Suppose that $z = f(x,y)$ is the surface defined by $z = xy^3 + 2x^3y$, where $x(t) = \cos(t)$ and $y(t) = \sin(t)$. The curve on the surface defined by $z = f\left(\cos(t),\sin(t)\right)$ is differentiable on the interval $[0,2\pi]$ because the two partial derivatives are continuous and the coordinate functions are continuous.
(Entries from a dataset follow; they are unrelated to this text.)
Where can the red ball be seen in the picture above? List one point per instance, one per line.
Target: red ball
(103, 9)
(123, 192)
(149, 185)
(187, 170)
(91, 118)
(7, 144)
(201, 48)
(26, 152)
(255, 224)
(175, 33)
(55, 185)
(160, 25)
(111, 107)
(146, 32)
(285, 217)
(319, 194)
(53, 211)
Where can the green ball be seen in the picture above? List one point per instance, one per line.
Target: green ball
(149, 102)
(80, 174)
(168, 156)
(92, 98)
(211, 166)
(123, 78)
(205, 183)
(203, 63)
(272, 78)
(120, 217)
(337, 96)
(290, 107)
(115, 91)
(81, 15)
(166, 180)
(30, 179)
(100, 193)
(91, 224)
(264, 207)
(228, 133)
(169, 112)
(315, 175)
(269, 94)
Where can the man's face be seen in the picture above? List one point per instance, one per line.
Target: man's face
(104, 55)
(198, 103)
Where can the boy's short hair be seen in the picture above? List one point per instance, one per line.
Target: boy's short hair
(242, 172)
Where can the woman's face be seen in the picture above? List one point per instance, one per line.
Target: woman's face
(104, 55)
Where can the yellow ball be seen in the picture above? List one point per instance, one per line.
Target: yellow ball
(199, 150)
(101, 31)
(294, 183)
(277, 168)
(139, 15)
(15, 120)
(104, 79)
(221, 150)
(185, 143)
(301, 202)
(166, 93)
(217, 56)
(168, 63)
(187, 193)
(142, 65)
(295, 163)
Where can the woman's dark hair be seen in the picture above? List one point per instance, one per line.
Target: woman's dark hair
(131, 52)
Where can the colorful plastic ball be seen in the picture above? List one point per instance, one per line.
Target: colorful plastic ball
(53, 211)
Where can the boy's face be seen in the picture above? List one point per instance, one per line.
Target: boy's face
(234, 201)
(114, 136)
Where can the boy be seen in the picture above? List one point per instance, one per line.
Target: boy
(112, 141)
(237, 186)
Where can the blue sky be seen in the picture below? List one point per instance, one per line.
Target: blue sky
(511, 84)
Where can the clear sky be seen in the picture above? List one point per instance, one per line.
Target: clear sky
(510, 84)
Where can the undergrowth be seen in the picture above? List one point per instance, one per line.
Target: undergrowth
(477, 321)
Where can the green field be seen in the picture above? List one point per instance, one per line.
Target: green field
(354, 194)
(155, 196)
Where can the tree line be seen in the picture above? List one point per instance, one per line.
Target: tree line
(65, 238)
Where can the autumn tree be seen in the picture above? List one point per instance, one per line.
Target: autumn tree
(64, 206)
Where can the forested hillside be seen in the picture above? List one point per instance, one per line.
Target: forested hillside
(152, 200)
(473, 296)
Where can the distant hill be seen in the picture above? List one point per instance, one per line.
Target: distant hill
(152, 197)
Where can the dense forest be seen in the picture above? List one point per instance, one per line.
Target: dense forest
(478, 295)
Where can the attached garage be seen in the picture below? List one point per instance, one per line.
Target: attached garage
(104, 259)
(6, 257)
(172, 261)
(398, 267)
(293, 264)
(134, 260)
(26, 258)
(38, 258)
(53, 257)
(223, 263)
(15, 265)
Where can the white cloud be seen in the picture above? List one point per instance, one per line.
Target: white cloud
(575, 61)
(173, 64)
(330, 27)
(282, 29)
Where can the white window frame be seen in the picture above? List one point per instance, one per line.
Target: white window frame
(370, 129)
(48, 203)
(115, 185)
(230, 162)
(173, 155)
Furthermore

$$ \begin{align*} \dfrac{\partial}{\partial t}\,f\left(x(t),y(t)\right) &= \dfrac{dz}{dt} = \left(y^3 + 6x^2y\right)\left(-\sin(t)\right) + \left(3xy^2 + 2x^3\right)\left(\cos(t)\right) \\ \\ &= -\left(\sin^3(t) + 6\cos^2(t)\sin(t)\right)\sin(t) + \left(3\cos(t)\sin^2(t) + 2\cos^3(t)\right)\cos(t) \\ \\ &= -\sin^4(t) - 6\cos^2(t)\sin^2(t) + 3\cos^2(t)\sin^2(t) + 2\cos^4(t) \\ \\ &= 2\cos^4(t) - 3\cos^2(t)\sin^2(t) - \sin^4(t) \\ \\ f'(x(0),y(0)) &= \left.\dfrac{dz}{dt}\right|_{t=0} = 2\cos^4(0) - 3\cos^2(0)\sin^2(0) - \sin^4(0) = 2 \end{align*} $$
This derivative can be interpreted as the instantaneous rate of change of $z$ with respect to $t$ as the point $(x,y)=\left(\cos(t),\sin(t)\right)$ moves along the curve $C$ on the surface $z = xy^3 + 2x^3y$. This curve has the parametric equations

$$ \begin{align*} x &= \cos(t) \\ y &= \sin(t) \\ z &= \cos(t)\sin^3(t) + 2\cos^3(t)\sin(t) \end{align*} $$

The graph of $z = xy^3 + 2x^3y$
Figure 1

Exercise 14.5.1

Consider the function $z = \sec(x + 2y)$, where $x(t) = t^2$ and $y(t) = \frac{1}{t}$. Compute $\dfrac{dz}{dt}$.

Check your work

$$ \begin{align*} \dfrac{dz}{dt} &= \dfrac{\partial z}{\partial x}\dfrac{dx}{dt} + \dfrac{\partial z}{\partial y}\dfrac{dy}{dt} \\ \\ &= \left(\sec(x+2y)\tan(x+2y)(1)\right)\left(2t\right) + \left(\sec(x+2y)\tan(x+2y)(2)\right)\left(-t^{-2}\right) \\ \\ &= 2\sec(x+2y)\tan(x+2y)\left(t - \dfrac{1}{t^2}\right) \\ \\ &= 2\sec\left(t^2+\frac{2}{t}\right)\tan\left(t^2+\frac{2}{t}\right)\left(t - \dfrac{1}{t^2}\right) \\ \end{align*} $$

14.5.5 A Second Chain Rule for Functions of Two Variables

Theorem 14.5.3

The Chain Rule for a Function of Two Variables (Case 2)
Suppose that $z = f(x,y)$ is a differentiable function of $x$ and $y$, $x = g(s,t)$, and $y = h(s,t)$ are differentiable functions of $s$ and $t$. Consider such a change of variables

$$ z = f(x,y) = f(x(s,t), y(s,t)) = \tilde{f}(s,t) $$
The two first order partial derivatives are given by

$$ \pypx[s]{z} = \pypx{z}\pypx[s]{x}{s} + \pypx[y]{z}\pypx[s]{y},\qquad\qquad \pypx[t]{z} = \pypx{z}\pypx[t]{x} + \pypx[y]{z}\pypx[t]{y} $$

Example 14.5.3

Consider $z = x^3 + xy^2$, $x = r\cos(\theta)$, and $y = r\sin(\theta)$.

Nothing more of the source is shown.